Physical, sur Apple TV+

Les abdos de la colère

Première création d’Annie Weisman, l’une des productrices de Desperate Housewives, Physical propulse Rose Byrne dans le monde de l’aérobic des années 80 et brosse le portrait d’une femme au bord de l’implosion. Les intentions sont bonnes, mais le ton n’y est pas.

Par Perrine Quennesson

18 juin 2021
Temps de lecture 5 min

Physical

Bande-Annonce

Productrice de télé depuis plus de dix ans, Annie Weisman collectionne les séries qui s’attaquent à l’image d’Épinal de la perfection au féminin. Des sorcières rebelles d’Eastwick (2009) à l’ado snob et névrosée de Surbugatory (2014) ;  des femmes au foyer aux secrets morbides de Desperate Housewives (dont elle a accompagné les deux dernières saisons) à la super-maman/patronne/bonne copine en surchauffe d’I Feel Bad (2018)… Sa filmo de productrice a toujours déjoué les clichés en privilégiant les héroïnes complexes, incarnations peu reluisantes des pressions qui pèsent sur les femmes. Sa première série en tant que créatrice et showrunneuse, Physical, ne déroge pas à la règle. Dans les années 80, on y suit Sheila Rubin, une mère de famille dépressive, victime de troubles alimentaires, qui retrouve peu à peu son énergie physique et mentale grâce à l’aérobic. Jusqu’à créer son propre empire.
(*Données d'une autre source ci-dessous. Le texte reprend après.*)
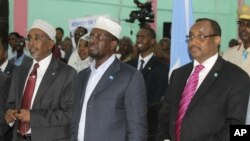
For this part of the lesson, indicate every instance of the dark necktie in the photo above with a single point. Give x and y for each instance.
(141, 66)
(186, 98)
(27, 97)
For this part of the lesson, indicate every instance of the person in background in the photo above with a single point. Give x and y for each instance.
(4, 87)
(198, 105)
(155, 73)
(240, 55)
(110, 98)
(233, 42)
(7, 68)
(20, 58)
(80, 60)
(5, 65)
(79, 32)
(12, 40)
(67, 47)
(162, 50)
(59, 36)
(40, 101)
(125, 48)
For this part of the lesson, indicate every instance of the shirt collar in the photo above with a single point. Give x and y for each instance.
(208, 64)
(104, 65)
(43, 64)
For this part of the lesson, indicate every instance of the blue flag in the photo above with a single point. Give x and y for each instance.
(182, 20)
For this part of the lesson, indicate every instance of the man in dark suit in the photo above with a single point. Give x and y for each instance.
(110, 100)
(220, 95)
(4, 87)
(40, 101)
(5, 65)
(20, 58)
(155, 73)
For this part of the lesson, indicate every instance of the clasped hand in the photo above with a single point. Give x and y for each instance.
(13, 114)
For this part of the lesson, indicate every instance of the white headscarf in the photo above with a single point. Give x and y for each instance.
(76, 62)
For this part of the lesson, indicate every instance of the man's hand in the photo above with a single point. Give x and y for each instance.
(10, 115)
(23, 115)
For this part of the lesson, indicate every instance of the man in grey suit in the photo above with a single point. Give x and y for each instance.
(40, 101)
(219, 98)
(110, 101)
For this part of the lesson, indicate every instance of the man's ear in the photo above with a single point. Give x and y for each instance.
(51, 44)
(153, 42)
(114, 45)
(217, 40)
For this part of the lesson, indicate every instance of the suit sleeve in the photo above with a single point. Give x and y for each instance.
(136, 109)
(60, 114)
(163, 115)
(4, 84)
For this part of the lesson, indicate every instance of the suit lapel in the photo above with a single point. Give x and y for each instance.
(181, 84)
(107, 77)
(149, 66)
(48, 78)
(22, 81)
(83, 82)
(207, 82)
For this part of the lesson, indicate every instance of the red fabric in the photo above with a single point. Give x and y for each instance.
(56, 51)
(27, 97)
(186, 98)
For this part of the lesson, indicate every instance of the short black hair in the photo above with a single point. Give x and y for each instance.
(150, 31)
(59, 28)
(4, 42)
(214, 24)
(16, 34)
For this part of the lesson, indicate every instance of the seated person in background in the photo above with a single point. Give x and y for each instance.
(80, 58)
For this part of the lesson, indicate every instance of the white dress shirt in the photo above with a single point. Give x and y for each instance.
(146, 59)
(208, 64)
(43, 65)
(94, 78)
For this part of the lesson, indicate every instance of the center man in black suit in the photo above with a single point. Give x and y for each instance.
(110, 100)
(155, 73)
(219, 99)
(40, 102)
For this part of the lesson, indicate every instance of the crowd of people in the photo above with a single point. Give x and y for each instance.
(108, 88)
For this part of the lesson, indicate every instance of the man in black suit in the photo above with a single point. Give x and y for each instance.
(4, 87)
(40, 102)
(219, 99)
(155, 73)
(5, 65)
(110, 100)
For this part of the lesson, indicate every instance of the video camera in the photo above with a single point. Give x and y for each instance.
(144, 15)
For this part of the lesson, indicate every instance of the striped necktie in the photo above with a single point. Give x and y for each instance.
(186, 98)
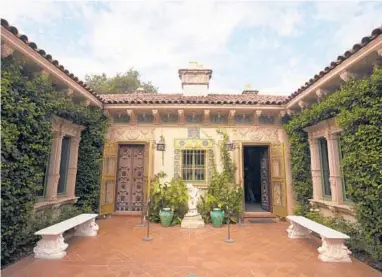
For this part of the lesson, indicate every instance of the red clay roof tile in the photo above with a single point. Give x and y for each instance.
(148, 98)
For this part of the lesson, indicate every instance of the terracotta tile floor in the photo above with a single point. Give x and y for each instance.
(260, 249)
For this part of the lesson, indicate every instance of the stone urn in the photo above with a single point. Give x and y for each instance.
(217, 217)
(166, 216)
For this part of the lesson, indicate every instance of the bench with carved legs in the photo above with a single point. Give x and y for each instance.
(332, 249)
(52, 245)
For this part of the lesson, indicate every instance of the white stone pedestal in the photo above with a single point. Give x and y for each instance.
(50, 247)
(192, 222)
(334, 251)
(87, 229)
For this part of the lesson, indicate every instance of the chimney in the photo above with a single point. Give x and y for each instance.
(195, 79)
(249, 90)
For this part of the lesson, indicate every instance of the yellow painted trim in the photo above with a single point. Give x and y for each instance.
(285, 185)
(150, 170)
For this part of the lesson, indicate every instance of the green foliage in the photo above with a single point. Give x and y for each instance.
(357, 107)
(120, 83)
(172, 195)
(28, 101)
(222, 192)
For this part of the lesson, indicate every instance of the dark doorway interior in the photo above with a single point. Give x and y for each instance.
(256, 179)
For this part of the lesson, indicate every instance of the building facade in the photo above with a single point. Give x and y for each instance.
(177, 134)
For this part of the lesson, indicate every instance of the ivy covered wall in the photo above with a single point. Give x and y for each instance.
(357, 107)
(28, 101)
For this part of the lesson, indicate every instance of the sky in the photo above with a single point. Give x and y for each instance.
(274, 46)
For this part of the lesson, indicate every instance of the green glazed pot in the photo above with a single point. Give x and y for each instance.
(217, 216)
(166, 216)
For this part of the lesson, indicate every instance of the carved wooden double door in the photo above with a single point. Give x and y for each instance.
(130, 178)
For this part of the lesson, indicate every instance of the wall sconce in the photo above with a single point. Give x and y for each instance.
(161, 146)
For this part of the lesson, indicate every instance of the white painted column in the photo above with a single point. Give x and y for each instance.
(54, 166)
(334, 167)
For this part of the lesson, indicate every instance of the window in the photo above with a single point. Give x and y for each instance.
(42, 188)
(64, 165)
(194, 165)
(345, 189)
(325, 173)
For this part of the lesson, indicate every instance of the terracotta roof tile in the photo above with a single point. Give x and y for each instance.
(148, 98)
(48, 57)
(356, 47)
(210, 99)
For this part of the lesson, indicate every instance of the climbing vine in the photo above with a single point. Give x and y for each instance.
(357, 107)
(28, 101)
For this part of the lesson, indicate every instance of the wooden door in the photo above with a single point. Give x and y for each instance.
(278, 183)
(108, 178)
(130, 178)
(264, 178)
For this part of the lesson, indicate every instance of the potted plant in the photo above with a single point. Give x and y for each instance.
(217, 217)
(166, 215)
(168, 202)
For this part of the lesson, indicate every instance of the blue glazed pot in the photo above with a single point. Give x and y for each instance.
(166, 216)
(217, 217)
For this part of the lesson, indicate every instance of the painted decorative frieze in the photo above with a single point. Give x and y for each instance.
(243, 119)
(219, 119)
(169, 118)
(256, 133)
(193, 133)
(194, 118)
(193, 143)
(267, 120)
(130, 133)
(145, 118)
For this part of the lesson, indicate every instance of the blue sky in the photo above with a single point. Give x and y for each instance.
(274, 46)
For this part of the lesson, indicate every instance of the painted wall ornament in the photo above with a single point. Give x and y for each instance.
(130, 133)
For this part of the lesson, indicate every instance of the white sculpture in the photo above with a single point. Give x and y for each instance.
(193, 197)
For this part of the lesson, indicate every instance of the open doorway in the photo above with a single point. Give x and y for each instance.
(256, 179)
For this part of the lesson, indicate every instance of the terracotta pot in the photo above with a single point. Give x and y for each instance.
(166, 216)
(217, 217)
« Sheila est la fois bien de son temps et annonciatrice d’un narcissisme plus actuel »

Il y a quelque chose de Wall Street en lycra dans cette chronique sans foi ni loi d’une femme qui gagne sa place au soleil dans l’Amérique reaganienne. Mais Physical n’est pas juste une success story : sa particularité est de nous donner à entendre le flot de pensées de Sheila, d’une violence inouïe, entre haine de soi et mépris des autres. Se répétant à l’envi qu’elle est grosse, rabaissant intérieurement ceux qui l’entourent, passant son temps à se comparer, notre héroïne fielleuse devient l’incarnation pas jojo du revers de la réussite : l’individualisme à tout crin. Et d’annoncer au passage ce que sera le siècle d’après et le règne des réseaux sociaux… Version moins prestigieuse de la Jane Fonda en justaucorps des golden eighties – comme la star hollywoodienne, la femme au foyer de Physical a un passé d’activiste dans les années 60-70 –, Sheila est la fois bien de son temps et annonciatrice d’un narcissisme plus actuel. Pourtant, si Sheila troque ses idéaux pour le culte du corps, c’est d’abord pour soutenir financièrement la campagne électorale de son mari, peu (voire pas) reconnaissant. Physical montre comment la charge mentale des femmes, coincées entre diverses injonctions, les contraignent souvent à renoncer à leur liberté. Le parcours de Sheila est à la fois une ascension sans merci, et l’histoire d’une possible émancipation. La série ne condamne pas son personnage : après tout, si Jane Fonda est revenue à ses combats de jeunesse (l’actrice désormais octogénaire ne loupe pas une manif pour le climat), tout n’est pas perdu pour Sheila… Enfin pas si sûr.

Car Physical, du moins dans cette première saison, ne fait pas grand-chose pour racheter son personnage. Dans cette histoire sur la rage intérieure, le venin envahit tout. Craig Gillespie, qui co-produit et réalise le premier épisode, imprime à la série la même ambiance sombre, aux couleurs désaturées, que dans son film Moi, Tonya, une autre histoire de sport et de femme qui ravale sa haine. L’idée de mettre en lumière un personnage aussi peu aimable peut d’abord avoir quelque chose de distrayant, mais au bout de dix épisodes, le manque d’évolution de Sheila devient contre-productif, et sa colère nous apparaît au mieux ennuyeuse, au pire nauséabonde. C’est d’autant plus dommage que le talent de Rose Byrne, dont l’amplitude de jeu n’est plus à prouver, se retrouve à l’étroit dans la peau de ce personnage unilatéral, peu dessiné, et finalement plus conceptuel que sensible. Pour une fois que la géniale actrice de Damages et Pierre Lapin récoltait le premier rôle… Il y a de quoi fulminer, intérieurement et extérieurement.

Physical est disponible sur Apple TV+.